Der HSV kontrollierte die Blutbilder seiner Spieler mehrfach im Jahr. Unauffällige Werte schließen allerdings nicht aus, dass Epo einmalig gespritzt wurde. Sowohl die Nationale Antidoping-Agentur (Nada) als auch die Welt-Antidoping-Agentur (Wada) sollen den Wahrheitsgehalt der vor dem Cas präsentierten Blutwerte anzweifeln und infrage gestellt haben, dass diese Daten von Vuskovic stammen.
- Ergreifender Auftritt: Vuskovic schildert seinen Albtraum
- Baumgart seit Wochen verärgert: Was dahinter steckt
- HSV verliert das nächste Talent an Werder Bremen
Vuskovic-Prozess: Entscheiden die Plädoyers?
Zum Abschluss der Verhandlung am Mittwoch stehen die wohl alles entscheidenden Plädoyers der vier Verfahrensparteien an. Sowohl Vuskovics Anwälte als auch die Nada und Wada sowie der DFB bekommen die gleiche Redezeit zugesprochen und erhalten im Anschluss die Möglichkeit, auf die Standpunkte der Gegenseite Bezug zu nehmen.
Interessant ist, dass der DFB bislang seine vom Regelwerk abweichende Zweijahressperre mit dem Verweis auf die Verhältnismäßigkeit verteidigen soll. Eine zweifellos humaner Ansatz, für den es allerdings keine rechtliche Grundlage gibt.
Der Cas wird Vuskovic daher entweder freisprechen oder rückwirkend für vier Jahre bis November 2026 sperren. Der Verfahrensausgang ist weiterhin völlig offen, mit einem Urteil ist erst in einigen Wochen zu rechnen.

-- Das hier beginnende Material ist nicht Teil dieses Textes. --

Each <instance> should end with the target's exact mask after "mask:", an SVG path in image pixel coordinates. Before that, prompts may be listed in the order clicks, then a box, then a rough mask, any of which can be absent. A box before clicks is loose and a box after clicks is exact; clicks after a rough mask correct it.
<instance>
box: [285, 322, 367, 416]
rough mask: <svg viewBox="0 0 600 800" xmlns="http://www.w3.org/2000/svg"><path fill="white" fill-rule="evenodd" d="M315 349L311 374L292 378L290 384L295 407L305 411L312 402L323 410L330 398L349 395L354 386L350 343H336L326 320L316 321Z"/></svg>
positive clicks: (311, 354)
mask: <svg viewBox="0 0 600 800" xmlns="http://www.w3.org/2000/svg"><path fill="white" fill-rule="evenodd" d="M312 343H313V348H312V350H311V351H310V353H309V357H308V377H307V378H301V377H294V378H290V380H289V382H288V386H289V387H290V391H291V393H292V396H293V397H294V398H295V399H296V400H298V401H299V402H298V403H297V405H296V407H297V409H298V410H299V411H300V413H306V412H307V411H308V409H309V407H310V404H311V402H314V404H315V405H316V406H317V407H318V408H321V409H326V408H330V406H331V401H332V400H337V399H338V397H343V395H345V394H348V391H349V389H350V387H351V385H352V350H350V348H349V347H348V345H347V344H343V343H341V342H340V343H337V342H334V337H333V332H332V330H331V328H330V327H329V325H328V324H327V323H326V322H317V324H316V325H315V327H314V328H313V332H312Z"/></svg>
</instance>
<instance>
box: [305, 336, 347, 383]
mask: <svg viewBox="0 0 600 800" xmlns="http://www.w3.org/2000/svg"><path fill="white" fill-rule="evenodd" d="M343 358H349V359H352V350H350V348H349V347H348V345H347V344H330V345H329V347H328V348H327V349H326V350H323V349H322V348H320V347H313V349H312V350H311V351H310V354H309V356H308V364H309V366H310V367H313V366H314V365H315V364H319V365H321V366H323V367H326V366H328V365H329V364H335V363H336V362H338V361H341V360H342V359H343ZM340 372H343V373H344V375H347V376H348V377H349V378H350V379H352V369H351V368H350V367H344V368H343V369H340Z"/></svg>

Die Chronologie im Dopingfall Vuskovic
- 16. September 2022: Vuskovic gibt bei einer Trainingskontrolle eine Urinprobe ab, die auf Epo getestet wird.
- 10. November 2022: Die Wasserschutzpolizei und die Staatsanwaltschaft durchsuchen Vuskovics Spind und seine Wohnung. Mehrere elektronische Geräte (u.a. Handy und Laptop) sowie Kleidung werden beschlagnahmt, belastbare Beweise werden dabei nicht gefunden.

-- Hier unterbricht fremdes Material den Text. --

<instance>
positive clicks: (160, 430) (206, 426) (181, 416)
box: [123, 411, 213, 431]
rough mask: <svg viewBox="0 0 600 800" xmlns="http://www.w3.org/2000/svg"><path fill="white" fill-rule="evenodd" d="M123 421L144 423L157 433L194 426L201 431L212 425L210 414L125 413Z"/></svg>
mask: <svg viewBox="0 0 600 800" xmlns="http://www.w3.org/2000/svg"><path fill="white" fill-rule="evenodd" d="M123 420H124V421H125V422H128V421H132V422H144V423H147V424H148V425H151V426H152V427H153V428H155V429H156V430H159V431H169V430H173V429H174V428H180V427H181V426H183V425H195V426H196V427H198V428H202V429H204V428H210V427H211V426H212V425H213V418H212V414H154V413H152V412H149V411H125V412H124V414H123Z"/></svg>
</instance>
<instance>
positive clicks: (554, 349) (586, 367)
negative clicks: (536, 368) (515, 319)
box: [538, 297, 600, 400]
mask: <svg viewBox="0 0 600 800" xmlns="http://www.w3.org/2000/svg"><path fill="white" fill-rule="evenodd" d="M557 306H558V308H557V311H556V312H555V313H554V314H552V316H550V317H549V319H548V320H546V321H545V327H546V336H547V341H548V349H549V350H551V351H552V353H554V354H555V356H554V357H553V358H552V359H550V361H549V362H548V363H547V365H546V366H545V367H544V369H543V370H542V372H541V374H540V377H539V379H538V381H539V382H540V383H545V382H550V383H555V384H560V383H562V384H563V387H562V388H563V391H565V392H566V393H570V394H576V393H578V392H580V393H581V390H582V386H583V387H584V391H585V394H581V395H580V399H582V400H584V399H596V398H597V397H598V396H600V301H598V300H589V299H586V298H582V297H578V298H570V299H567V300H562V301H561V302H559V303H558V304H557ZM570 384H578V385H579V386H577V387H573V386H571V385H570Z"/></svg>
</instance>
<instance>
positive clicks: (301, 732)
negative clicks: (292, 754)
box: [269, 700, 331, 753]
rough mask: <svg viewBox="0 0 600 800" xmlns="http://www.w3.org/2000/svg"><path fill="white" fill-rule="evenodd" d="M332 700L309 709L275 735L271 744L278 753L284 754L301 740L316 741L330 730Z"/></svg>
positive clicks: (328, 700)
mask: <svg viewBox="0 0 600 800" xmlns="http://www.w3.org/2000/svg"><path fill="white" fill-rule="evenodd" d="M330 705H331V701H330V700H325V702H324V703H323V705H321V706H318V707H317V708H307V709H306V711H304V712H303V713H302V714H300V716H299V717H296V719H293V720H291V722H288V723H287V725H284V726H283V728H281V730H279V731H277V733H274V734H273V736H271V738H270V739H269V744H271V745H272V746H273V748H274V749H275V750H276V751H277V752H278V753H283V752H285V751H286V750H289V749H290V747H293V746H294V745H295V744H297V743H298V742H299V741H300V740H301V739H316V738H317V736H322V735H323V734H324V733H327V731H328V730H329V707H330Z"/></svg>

- 3. Februar 2022: Erste von drei Verhandlungen vor dem DFB-Sportgericht: Der Dopingkontrolleur lagerte die Urinprobe drei Tage in seinem privaten Kühlschrank. Zudem lieferte der DHL-Kurier die Probe erst weitere 24 Stunden später beim Labor in Kreischa ab.
- 17. März 2023: Vuskovic weint vor Gericht. Die Wada verhindert eine vom Sportgericht beschlossene C-Probe.
- 30. März: Der DFB weicht vom Regelwerk ab und sperrt Vuskovic zwei (statt vier) Jahre.